大山 修一

総合地球環境学研究所教授/京都⼤学⼤学院アジア・アフリカ地域研究研究科/アフリカ地域研究資料センター・教授

担当

都市―農村の有機物循環とそのシステム構築に関する実践研究 ―地域の価値観と科学的知見の融合をめざして―

役職・肩書

総合地球環境学研究所教授/京都⼤学⼤学院アジア・アフリカ地域研究研究科/アフリカ地域研究資料センター・教授

専門分野

地理学、環境修復学、平和構築学、アフリカ地域研究

経歴

京都大学大学院人間・環境学研究科博士後期課程修了。現在、総合地球環境学研究所研究部教授、京都大学大学院アジア・アフリカ地域研究研究科教授。専門は地理学、環境修復学、平和構築学、アフリカ地域研究。おもな編著書に、『西アフリカ・サヘルの砂漠化に挑む』、『ザンビアを知るための55章』等。

Q&A

地球研ではどんな研究をしていますか?
自然からいただいた食べ物や栄養分は、自然に戻すというコンセプトのもと、わたしたちは物質循環プロジェクトを進めています。台所の生ゴミや食品ロス、し尿、下水汚泥といった有機性の廃棄物をうまく活用し、農業に利用したり、環境の修復に役立てたりしていきたいと考えています。

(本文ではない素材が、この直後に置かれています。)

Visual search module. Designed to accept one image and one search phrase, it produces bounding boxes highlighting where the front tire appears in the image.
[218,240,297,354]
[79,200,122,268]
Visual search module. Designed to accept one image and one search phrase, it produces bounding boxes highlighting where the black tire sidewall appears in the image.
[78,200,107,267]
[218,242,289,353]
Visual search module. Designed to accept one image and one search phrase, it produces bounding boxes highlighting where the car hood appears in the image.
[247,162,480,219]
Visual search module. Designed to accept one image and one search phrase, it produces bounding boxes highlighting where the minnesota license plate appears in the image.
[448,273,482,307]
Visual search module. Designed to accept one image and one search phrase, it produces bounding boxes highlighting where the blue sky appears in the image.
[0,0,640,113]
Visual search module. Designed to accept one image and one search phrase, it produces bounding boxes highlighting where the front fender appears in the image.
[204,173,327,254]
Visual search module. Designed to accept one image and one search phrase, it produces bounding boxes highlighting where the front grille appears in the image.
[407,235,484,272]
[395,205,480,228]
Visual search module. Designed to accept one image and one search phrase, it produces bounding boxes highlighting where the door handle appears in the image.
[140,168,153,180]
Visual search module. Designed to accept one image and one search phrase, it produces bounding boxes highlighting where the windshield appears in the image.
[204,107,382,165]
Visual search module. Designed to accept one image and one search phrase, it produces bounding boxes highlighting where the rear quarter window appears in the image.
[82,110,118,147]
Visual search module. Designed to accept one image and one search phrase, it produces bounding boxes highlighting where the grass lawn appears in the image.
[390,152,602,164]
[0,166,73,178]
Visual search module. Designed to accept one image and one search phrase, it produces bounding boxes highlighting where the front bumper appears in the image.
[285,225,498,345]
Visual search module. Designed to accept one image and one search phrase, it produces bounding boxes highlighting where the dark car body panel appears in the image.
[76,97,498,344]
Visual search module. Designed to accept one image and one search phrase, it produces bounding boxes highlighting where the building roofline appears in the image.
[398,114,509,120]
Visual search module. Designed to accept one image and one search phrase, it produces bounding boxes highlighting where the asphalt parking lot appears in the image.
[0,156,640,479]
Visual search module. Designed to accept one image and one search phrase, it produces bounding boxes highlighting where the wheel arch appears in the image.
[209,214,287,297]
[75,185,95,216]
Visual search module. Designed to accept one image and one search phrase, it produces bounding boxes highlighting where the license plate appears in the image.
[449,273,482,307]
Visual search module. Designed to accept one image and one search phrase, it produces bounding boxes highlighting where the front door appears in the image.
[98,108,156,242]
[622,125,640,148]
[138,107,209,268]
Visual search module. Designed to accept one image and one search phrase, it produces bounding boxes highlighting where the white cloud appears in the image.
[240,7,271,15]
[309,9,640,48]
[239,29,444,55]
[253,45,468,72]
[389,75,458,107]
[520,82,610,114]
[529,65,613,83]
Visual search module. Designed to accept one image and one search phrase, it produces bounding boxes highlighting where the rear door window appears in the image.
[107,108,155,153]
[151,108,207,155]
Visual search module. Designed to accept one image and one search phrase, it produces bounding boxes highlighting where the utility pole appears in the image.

汚いから使わないというのではなく、“汚いモノ”から、食料を作ったり、自然の回復に役立てたりするという、そのマニュアルづくりと価値観の転換を進めています。

西アフリカのサヘル地域では都市の清掃、生ゴミを使った緑化と環境修復、耕作地や牧草地の造成による食料の生産を通じた民族紛争の予防、平和社会の実現をすすめています。ザンビアやウガンダでは、生ゴミからコンポストを作り、化学肥料の連続施用で荒廃した農地の土壌改善の実験を始めています。日本では小学校5年生の総合的学習の授業で給食の生ゴミを使ってコンポストづくりに取り組んだり、ホテルやレストランで出てくる生ゴミのコンポストづくり、そして動物園の動物うんちの有効活用など、有機性廃棄物の資源化を進め、農業生産や環境修復に役立つことをめざして、研究活動を進めていきます。
地球研で研究したい人に向けてのメッセージは?
環境問題が深刻だということは、わたしたちは生活感覚として十分に理解しています。でも、なにをすればよいのか、なにができるのか。その対策は、どうしても政府や自治体、企業に任せたり、あるいは新しい技術にたよりっきりになって、他人まかせになりがちです。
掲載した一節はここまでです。